A concessão não é apenas um movimento contábil, mas uma resposta às exigências do Marco Legal do Saneamento, que impõe a universalização dos serviços até 2033. Para o diretor-presidente da Compesa, Douglas Nóbrega, o modelo preserva a estatal como captadora e produtora de água, enquanto a iniciativa privada assume a distribuição e o tratamento de resíduos.
A resistência
Entretanto, a manobra não caminha sem resistências. Setores da oposição e sindicatos classificam o modelo como uma "privatização branca", alertando para o risco de enfraquecimento da Compesa a longo prazo. O receio central recai sobre o subsídio cruzado — sistema onde cidades rentáveis financiam o serviço em áreas pobres — e o impacto das metas de lucro das concessionárias no valor final das faturas.
O apoio
O impacto dessa transição, contudo, foi defendido pelo presidente da Amupe e prefeito de Aliança, Pedro Freitas. Ele destacou que a concessão representa um novo momento para o Estado e que a gestão estadual tem sido parceira das prefeituras na condução do processo, que deve suprir uma demanda histórica da população.
“É importante colocar esse outro lado da moeda, de ouvir as orientações, para que a gente participe do debate com mais celeridade. Existe um documento nessa concessão que coloca à disposição da sociedade qual é a área que faz parte da concessão. Se você fizer o bom uso e colocar isso nos investimentos, seja na aquisição de um equipamento, na pavimentação de uma rua, na construção de uma praça, veja o impacto positivo disso no Estado”, afirmou o gestor.
Infraestrutura: o novo asfalto do Agreste
Enquanto o debate sobre a água avança, a duplicação da BR-232 foca na mobilidade regional. O projeto para os 28,8 km entre São Caetano e Belo Jardim prevê a recuperação do pavimento e a implantação de faixas adicionais. O edital será publicado no Diário Oficial desta terça-feira (28).
Politicamente, a obra é um aceno necessário a uma região de tráfego intenso e forte peso eleitoral. A utilização de operações de crédito para financiar o projeto demonstra, para os aliados, o esforço da gestão em apresentar entregas físicas em um cronograma acelerado, visando reduzir o tempo de deslocamento no interior do Estado.
A presença dos poderes
O congresso da Amupe serviu como termômetro da relação entre o Executivo e o Legislativo. O presidente da Assembleia Legislativa (Alepe), Álvaro Porto (MDB), e o deputado federal Lula da Fonte (PP) enfatizaram o papel dos municípios na engrenagem administrativa.

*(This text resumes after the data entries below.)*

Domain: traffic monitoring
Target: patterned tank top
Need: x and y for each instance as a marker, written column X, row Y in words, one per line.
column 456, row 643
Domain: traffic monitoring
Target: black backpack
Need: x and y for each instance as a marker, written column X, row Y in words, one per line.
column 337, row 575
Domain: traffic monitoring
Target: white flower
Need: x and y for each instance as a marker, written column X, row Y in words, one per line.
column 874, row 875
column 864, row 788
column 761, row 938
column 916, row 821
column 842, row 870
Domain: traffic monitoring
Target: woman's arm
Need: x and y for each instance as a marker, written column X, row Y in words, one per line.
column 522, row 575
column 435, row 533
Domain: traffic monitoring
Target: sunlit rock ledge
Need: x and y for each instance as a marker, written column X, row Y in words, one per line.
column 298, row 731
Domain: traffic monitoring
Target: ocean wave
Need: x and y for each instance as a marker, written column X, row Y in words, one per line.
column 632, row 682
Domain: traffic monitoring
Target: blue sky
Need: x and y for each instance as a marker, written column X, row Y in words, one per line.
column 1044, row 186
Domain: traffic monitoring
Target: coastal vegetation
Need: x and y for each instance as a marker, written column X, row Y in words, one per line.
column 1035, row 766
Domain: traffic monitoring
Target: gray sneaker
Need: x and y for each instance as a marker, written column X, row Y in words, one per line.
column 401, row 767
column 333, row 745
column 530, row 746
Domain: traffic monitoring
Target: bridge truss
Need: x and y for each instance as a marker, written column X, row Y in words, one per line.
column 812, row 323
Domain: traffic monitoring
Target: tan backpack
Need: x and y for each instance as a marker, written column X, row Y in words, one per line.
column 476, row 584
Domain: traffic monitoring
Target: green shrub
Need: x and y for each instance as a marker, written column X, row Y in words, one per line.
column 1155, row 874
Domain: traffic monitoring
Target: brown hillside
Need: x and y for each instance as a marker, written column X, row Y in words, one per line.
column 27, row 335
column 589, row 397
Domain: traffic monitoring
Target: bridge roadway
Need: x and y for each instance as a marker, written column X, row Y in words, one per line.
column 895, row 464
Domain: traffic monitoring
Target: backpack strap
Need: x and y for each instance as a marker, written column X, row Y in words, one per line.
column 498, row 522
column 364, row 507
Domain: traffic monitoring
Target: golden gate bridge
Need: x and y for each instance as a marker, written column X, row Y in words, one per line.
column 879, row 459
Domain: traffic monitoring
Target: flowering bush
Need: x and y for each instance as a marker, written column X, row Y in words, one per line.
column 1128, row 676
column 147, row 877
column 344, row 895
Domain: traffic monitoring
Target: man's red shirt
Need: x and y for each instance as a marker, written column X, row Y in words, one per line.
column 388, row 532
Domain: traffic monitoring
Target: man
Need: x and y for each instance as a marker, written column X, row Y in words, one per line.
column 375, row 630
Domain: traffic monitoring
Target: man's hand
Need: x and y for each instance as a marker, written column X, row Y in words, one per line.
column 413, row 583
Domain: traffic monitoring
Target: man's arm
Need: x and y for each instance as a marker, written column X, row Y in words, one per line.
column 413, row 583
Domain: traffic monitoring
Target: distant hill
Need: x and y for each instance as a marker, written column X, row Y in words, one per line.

Representando o Senado, Fernando Dueire (MDB) reforçou que a descentralização de recursos é um passo para a justiça social, validando a estratégia do Governo de Pernambuco em fortalecer as prefeituras.
A presença de lideranças como o senador Humberto Costa (PT) e deputados federais de diferentes espectros, como Fernando Monteiro (Republicanos), Túlio Gadelha (Rede) e Maria Arraes (PSB), desenhou um cenário em torno do municipalismo, ainda que o pano de fundo seja a disputa eleitoral de 2026. O novo prefeito do Recife, Victor Marques (PCdoB), também esteve presente.
Perspectiva: o tabuleiro de 2026 começa nas cidades
Ao transferir R$ 1,3 bilhão diretamente aos municípios, a gestão estadual descentraliza a execução de obras e a responsabilidade pelas melhorias. O sucesso dessa operação de saneamento e a fluidez das obras na BR-232 serão os principais indicadores de desempenho da gestão para os próximos ciclos. O desafio, agora, é converter o fôlego financeiro em melhoria real na prestação de serviços, sob o olhar atento de uma oposição que promete cobrar o foco original do investimento em saneamento básico.